Figure 1. The difference in response to an infected individual entering population that is naive or has herd immunity (Randolph, H. E., & Barreiro, L. B, 2020).
While the concept of herd immunity has utility, it is essential to recognize its limitations. Herd immunity is based on many assumptions since it is a theoretical concept dependent on mathematical models. The first fundamental assumption for herd immunity is that populations arehomogenous with random contacts. where everyone has an equal probability to contact a person infected with the virus. However, the reality is that people mix non-randomly by traveling routine paths, visiting familiar locations, and contacting people within communities and demographic groups. Moreover, superspreading events like large cultural or social gatherings create an environment of high transmission rates, increasing the R naught value temporarily (Majra, 2021). Another assumption is that individuals are equally affected in contracting and spreading the virus. Rather, individuals ill with chronic diseases are at higher risk of contracting the virus and suffering severe symptoms due to comorbidity. Finally, being vaccinated or naturally recovered from COVID-19 does not guarantee complete immunity, as there is a small, but possible chance of reinfection. In fact, the Omicron variant has increased chances of reinfection by 10% from November 2021 to Feburary 2022 (Mallapaty, 2022).

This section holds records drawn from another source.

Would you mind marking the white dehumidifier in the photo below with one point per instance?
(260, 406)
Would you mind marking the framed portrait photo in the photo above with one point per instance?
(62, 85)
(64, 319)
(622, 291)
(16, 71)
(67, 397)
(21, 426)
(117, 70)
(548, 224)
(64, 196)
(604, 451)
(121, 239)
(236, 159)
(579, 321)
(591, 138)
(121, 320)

Furthermore, nonrandom vaccine distributions due to vaccine hesitancy present limitations when establishing herd immunity (Fine et al., 2011). Often, distrust in governments and vaccines results in vaccine hesitancy. According to research by Carnegie Mellon University and the University of Pittsburgh on COVID-19 vaccine hesitancy, groups differing by political beliefs, race, age, and education level indicated varying levels of vaccine hesitancy (Heuring, 2021). This study discovered that generally, in North America, those residing in areas with greater support towards Donald Trump in the 2020 election, younger African Americans, older Caucasians, and groups with less education (below high school diploma) displayed greater hesitancy. Therefore, addressing misinformation and providing accessible healthcare is essential.
According to the Centers for Disease Control and Prevention (CDC), being unvaccinated increases the chances of being infected with COVID-19 by ten times compared to fully vaccinated individuals with booster shots, resulting in onward transmission (Centers for Disease Control and Prevention, n.d). Although the immunity threshold is a nuanced estimate, all COVID-19 vaccines and their effectiveness cannot be denied. Herd immunity is a difficult value to determine. Therefore, the primary purpose of establishing herd immunity through vaccinations should be to protect immunocompromised, including the elderly or young, since they cannot be vaccinated. We must cooperate in a collective effort to get vaccinated and continue behaviors such as hand washing, social distancing, and mask-wearing to fight this ongoing pandemic, as variants evolve such as Delta and Omicron. Ultimately, policymakers should focus on the importance of protecting vulnerable groups in communities and aim to close disparities in education and health care access to fight the pandemic.